How a Nation's Economy Works: An Introduction to Macroeconomics
Two Sections Available to Choose From:
|Course Dates||Weeks||Meeting Times||Status||Instructor(s)||CRN||Enrollment|
|June 19, 2017 - July 07, 2017||3||M-F 3:30P-6:20P||Open||Alessandro Lin||10183||ADD TO CART|
|July 10, 2017 - July 28, 2017||3||M-F 3:30P-6:20P||Open||Alessandro Lin||10845||ADD TO CART|
“Our economy is the result of millions of decisions we all make every day about producing, earning, saving, investing, and spending.”
-- Dwight David Eisenhower
Students should think of this three-week core course as An Intelligent Citizen’s Guide to Macroeconomics that provides them with a better understanding of many important public policy issues, plus insight into some of today’s heated debates. Macroeconomics focuses on concepts that often times show up in the daily news inflation, unemployment, economic growth, recessions, exchange rates, interest rates, budget deficits, and trade deficits. The goal of this course is to acquaint students with these concepts and with how the economy, with all of its moving parts, works as a whole. Students will analyze real-world situations in the context of macroeconomics. Some of the questions we will address are: What are the sources of long-term economic growth? Why are some countries much richer than others? How are inflation and unemployment affected by policy actions of the Federal Reserve Board? What are the consequences of government budget deficits?
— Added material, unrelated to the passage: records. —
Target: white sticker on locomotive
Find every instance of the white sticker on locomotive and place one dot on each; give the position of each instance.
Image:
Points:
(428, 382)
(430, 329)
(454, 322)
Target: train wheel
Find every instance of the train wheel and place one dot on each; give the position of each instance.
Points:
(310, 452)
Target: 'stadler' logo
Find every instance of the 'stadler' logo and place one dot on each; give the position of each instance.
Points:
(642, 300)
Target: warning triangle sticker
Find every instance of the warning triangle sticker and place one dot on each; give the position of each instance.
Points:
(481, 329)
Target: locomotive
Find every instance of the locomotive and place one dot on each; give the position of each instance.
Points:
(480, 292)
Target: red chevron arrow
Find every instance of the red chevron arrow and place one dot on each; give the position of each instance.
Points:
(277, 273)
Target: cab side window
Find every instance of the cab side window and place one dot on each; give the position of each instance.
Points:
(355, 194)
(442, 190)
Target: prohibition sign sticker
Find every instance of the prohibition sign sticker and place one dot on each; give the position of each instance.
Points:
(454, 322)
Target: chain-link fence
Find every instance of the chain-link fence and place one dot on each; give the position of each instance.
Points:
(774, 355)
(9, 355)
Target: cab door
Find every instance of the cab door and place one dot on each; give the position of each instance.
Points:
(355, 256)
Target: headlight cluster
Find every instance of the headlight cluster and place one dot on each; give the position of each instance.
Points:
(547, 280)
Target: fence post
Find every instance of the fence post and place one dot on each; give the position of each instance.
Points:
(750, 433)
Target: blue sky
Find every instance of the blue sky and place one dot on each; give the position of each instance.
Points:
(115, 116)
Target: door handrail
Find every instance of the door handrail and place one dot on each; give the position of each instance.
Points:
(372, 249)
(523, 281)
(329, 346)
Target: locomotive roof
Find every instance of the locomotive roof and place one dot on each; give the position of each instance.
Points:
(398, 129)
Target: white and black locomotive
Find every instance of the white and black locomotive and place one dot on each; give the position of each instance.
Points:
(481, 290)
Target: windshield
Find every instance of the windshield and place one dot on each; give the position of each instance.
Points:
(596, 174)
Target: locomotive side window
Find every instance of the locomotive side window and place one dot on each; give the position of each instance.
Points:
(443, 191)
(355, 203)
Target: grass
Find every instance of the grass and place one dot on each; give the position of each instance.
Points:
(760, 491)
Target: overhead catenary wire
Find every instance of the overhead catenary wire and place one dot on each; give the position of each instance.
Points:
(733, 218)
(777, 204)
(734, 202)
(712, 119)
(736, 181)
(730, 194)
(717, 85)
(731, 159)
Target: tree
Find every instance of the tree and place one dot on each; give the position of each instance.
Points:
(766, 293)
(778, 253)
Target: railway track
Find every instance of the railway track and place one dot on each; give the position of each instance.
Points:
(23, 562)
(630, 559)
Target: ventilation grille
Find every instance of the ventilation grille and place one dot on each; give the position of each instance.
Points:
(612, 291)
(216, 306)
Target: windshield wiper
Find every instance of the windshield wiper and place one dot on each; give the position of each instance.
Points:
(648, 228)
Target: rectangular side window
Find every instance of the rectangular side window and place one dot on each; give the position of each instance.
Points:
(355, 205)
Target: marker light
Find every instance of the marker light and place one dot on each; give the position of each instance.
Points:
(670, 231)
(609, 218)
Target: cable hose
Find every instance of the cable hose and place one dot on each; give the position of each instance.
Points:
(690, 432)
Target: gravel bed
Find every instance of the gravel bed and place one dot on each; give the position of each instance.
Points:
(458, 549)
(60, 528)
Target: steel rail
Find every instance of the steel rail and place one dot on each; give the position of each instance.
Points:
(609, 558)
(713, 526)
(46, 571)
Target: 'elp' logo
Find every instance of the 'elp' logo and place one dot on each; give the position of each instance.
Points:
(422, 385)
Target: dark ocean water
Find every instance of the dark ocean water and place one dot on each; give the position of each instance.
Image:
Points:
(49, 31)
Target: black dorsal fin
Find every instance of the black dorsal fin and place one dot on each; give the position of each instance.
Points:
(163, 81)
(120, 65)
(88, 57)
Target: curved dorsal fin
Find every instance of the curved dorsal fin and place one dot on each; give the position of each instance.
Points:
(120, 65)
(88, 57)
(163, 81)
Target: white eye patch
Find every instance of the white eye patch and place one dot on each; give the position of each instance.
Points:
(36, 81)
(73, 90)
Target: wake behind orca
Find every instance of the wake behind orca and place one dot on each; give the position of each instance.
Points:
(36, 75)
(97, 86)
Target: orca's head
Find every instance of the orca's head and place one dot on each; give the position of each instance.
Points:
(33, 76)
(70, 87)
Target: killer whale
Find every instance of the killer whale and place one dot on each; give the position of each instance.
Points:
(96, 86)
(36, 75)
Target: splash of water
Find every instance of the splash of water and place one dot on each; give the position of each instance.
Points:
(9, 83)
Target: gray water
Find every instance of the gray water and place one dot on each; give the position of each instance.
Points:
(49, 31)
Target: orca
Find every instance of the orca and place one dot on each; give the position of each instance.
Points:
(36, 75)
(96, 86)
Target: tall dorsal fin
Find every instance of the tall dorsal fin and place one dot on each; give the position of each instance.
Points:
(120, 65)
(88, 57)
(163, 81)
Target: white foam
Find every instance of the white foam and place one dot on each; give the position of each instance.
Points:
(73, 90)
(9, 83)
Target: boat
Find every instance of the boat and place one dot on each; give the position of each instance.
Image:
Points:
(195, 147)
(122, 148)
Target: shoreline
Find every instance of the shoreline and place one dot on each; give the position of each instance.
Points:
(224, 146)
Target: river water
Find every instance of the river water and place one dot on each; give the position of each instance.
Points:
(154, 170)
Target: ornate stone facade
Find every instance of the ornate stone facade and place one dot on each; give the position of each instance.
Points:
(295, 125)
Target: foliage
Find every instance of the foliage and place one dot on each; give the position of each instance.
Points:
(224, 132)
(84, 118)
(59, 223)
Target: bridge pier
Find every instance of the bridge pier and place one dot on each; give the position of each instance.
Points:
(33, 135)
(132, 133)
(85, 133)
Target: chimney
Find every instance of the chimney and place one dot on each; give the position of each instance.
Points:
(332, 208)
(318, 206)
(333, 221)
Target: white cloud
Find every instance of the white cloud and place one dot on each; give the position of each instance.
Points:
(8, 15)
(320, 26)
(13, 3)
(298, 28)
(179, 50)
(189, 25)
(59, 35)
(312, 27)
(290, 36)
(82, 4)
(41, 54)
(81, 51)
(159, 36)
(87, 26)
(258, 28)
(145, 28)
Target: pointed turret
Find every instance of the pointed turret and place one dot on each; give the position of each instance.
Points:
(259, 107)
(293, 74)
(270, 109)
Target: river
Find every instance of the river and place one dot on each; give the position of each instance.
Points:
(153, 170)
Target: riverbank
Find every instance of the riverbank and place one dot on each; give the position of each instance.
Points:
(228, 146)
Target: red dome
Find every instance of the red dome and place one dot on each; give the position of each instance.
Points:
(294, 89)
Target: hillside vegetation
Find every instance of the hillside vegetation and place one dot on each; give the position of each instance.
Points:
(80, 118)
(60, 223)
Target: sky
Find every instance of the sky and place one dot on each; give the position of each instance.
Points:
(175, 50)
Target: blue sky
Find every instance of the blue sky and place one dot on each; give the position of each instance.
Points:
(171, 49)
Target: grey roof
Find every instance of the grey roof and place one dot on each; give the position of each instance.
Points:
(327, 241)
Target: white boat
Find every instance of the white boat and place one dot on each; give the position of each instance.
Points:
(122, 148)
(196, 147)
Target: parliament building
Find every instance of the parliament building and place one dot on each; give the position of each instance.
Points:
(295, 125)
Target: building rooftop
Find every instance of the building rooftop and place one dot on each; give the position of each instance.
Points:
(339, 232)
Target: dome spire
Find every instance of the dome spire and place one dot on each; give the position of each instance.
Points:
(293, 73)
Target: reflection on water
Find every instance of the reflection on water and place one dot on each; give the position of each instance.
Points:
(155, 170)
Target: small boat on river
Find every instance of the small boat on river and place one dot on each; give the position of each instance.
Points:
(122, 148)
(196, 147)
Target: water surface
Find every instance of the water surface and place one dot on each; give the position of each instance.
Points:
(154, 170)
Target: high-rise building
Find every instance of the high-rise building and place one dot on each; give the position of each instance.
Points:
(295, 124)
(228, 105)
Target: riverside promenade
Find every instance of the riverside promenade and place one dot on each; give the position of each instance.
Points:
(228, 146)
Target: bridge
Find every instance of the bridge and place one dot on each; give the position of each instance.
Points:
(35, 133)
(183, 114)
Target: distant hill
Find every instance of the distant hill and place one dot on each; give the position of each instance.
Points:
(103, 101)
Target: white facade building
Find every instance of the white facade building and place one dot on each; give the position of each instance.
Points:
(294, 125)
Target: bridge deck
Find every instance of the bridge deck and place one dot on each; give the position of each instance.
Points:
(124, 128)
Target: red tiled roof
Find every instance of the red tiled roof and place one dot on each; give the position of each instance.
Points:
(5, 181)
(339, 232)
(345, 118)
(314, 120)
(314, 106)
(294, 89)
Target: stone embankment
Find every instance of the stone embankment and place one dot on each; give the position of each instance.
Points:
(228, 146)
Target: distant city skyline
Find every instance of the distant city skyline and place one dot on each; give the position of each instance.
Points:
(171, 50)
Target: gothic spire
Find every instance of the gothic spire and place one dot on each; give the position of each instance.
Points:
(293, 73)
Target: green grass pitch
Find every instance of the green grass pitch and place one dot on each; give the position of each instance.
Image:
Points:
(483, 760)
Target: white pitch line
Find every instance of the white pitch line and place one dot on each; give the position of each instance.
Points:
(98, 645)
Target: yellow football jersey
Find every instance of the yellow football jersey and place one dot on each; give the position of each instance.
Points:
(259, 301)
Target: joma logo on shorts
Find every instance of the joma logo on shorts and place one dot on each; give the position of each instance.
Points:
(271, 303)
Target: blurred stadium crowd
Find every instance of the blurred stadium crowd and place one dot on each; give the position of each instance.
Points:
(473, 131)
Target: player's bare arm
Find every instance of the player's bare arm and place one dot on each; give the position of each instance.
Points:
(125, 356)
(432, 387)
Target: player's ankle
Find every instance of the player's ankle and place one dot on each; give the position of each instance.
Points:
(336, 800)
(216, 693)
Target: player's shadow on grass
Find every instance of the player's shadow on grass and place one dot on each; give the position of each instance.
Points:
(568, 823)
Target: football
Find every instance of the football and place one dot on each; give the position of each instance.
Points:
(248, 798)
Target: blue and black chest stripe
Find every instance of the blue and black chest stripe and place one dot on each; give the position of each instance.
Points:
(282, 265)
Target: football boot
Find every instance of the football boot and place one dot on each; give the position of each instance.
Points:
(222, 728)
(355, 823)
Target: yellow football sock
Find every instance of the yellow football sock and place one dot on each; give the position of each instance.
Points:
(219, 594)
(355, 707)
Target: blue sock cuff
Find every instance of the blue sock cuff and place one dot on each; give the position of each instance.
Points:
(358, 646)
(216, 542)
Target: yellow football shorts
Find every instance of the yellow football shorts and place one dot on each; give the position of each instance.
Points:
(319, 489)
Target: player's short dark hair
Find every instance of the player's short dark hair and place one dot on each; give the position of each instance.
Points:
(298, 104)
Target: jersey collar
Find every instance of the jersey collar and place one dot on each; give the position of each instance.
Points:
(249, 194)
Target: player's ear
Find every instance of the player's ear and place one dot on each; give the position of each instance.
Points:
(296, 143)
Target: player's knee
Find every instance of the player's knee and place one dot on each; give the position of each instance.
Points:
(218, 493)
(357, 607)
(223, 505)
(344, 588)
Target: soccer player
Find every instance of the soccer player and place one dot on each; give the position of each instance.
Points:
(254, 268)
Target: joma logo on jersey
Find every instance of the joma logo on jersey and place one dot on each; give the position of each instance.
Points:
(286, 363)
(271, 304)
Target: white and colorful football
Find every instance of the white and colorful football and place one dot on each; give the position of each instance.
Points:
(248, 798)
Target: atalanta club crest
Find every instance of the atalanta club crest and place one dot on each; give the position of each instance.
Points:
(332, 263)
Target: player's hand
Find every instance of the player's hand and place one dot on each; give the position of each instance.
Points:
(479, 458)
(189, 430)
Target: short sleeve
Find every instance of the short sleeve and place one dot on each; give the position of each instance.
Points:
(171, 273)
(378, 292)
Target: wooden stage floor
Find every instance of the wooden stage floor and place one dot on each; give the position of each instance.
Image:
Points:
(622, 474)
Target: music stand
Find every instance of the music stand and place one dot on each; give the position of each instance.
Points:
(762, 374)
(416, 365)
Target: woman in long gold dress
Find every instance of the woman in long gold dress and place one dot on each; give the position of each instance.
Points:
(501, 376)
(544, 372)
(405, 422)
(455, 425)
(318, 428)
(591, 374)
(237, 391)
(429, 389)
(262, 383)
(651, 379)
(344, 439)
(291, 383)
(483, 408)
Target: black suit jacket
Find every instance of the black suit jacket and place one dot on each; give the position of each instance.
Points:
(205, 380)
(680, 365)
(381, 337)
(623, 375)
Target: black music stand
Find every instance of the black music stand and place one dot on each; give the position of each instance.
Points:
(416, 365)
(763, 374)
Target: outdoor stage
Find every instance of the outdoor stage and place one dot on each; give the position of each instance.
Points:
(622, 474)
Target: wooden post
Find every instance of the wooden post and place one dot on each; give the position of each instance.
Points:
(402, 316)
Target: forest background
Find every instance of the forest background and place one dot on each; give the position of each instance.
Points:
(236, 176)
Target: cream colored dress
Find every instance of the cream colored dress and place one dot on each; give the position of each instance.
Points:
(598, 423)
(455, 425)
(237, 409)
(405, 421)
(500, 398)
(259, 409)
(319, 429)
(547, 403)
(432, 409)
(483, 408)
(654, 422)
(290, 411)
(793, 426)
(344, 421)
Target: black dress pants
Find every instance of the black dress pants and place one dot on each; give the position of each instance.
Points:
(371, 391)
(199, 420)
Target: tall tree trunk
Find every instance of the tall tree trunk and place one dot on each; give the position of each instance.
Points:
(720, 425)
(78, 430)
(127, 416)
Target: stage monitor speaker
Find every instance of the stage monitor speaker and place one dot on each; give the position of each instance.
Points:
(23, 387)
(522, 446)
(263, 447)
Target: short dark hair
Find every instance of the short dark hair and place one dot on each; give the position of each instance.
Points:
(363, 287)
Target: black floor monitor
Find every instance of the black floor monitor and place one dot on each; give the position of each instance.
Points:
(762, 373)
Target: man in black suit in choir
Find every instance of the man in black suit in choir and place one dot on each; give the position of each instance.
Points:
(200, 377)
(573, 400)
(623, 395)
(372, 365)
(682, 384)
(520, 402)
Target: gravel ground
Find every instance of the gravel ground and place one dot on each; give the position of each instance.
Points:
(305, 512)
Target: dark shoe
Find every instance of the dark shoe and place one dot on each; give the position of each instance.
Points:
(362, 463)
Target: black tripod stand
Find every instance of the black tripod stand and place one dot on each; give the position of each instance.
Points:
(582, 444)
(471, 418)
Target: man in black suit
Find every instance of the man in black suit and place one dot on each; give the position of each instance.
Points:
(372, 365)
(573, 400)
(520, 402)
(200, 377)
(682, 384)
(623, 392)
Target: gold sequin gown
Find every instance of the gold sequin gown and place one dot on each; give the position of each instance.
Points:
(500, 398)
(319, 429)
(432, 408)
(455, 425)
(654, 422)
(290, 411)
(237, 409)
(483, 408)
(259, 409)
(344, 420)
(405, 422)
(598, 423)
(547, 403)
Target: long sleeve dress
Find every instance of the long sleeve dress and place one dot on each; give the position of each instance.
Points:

Students who take this course will be well prepared to study macroeconomics at the undergraduate level and be in a great position to take the Advanced Placement (AP) examination in macroeconomics.
The course will unfold across three major themes: core economic principles, national economy, and policy tools. First, students will be introduced to core economic principles and key concepts, such as scarcity, opportunity costs, comparative advantage, and laws of demand and supply all of which act as a foundation for the proceeding weeks. Using this knowledge, students will connect these principles to real-world examples of price floors, competitive markets, and international trade, as well as current events and how they create or sustain the economic value of a nation.
Then, as the course progresses, students will understand how the aforementioned forces interconnect and intertwine to create the national economy. Students will study how a nation’s economy is measured, what constitutes gross domestic product (GDP), and the consumer price index (CPI). Additionally, students will come to gain comfort in the inflows and outflows of national income and expenditure and how national surpluses or deficits come about. The course will also explain the destructive powers of high inflation or conversely deflation and unemployment.
Finally, the course will conclude with an examination of the arsenal of public, fiscal, and monetary policy tools at the disposal of a nation to direct economic outcomes. Students will grasp key concepts, such as the money supply curve and aggregate demand, as well as macroeconomic equilibrium. We will also cover just how quickly it can all go wrong for an economy by focusing on some of the more well-known financial crises and the lessons learned and how we can avoid falling into the same trap in the future.
No prior knowledge of economics is required to attend this course, although an understanding of mathematics at an Algebra II level is suggested.